Wile v. United States

PRATT, District Judge.

So far as these cases relate to shortage of spirits, wines, etc., under the second proviso to paragraph 296, tariff act of 1897 (Act July 24, 1897, c. 11, § 1, Schedule H, 30 Stat. 174 [U. S. Comp. St. 1901, p. 1654]), that question has been decided by the United States Supreme Court in favor of the Government. Shaw v. United States, T. D. 29,412. Counsel for the importers, however, show that certain of the protests involved herein relate to items of vermuth and insists that said decision has no application thereto. The counsel abandons all claims except that concerning vermuth.

I am of the opinion that the said proviso to paragraph 296, which states “that there shall be no constructive or other allowance for breakage, leakage, or damage on wines, liquors, cordials, or distilled spirits,” was not intended by Congress to include vermuth. When Congress enacted paragraph 296 it seems to have plainly had in mind vermuth as an independent exceptional article, because at the very beginning it found it necessary to mention it eo nomine after referring to still wines, and then in the middle of the paragraph when it made the first proviso it again singled out vermuth as one of the articles which, if containing more than 24 per cent, of alcohol, should be classed as a spirit.

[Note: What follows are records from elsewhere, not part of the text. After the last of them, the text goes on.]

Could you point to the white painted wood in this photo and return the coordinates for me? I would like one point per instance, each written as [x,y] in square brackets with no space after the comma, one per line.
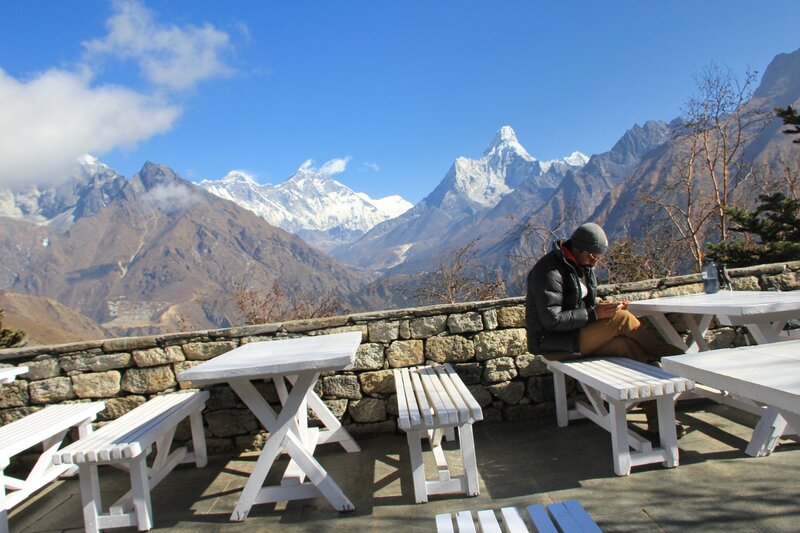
[46,428]
[432,402]
[766,374]
[127,441]
[9,374]
[622,383]
[285,357]
[763,313]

It would seem to me that, when it made a further proviso with regard to the articles as to which there should be no constructive or other allowance, etc., it would have continued its specific mention of vermuth, if it intended that provision to apply to that article; and the very fact it eliminated vermuth from that second proviso would seem to me to indicate that Congress intended to remove it from the effects of that proviso.

The decisions of the Board of Appraisers in the above-entitled suits are reversed so far as they cover items of vermuth. In all other respects they are affirmed.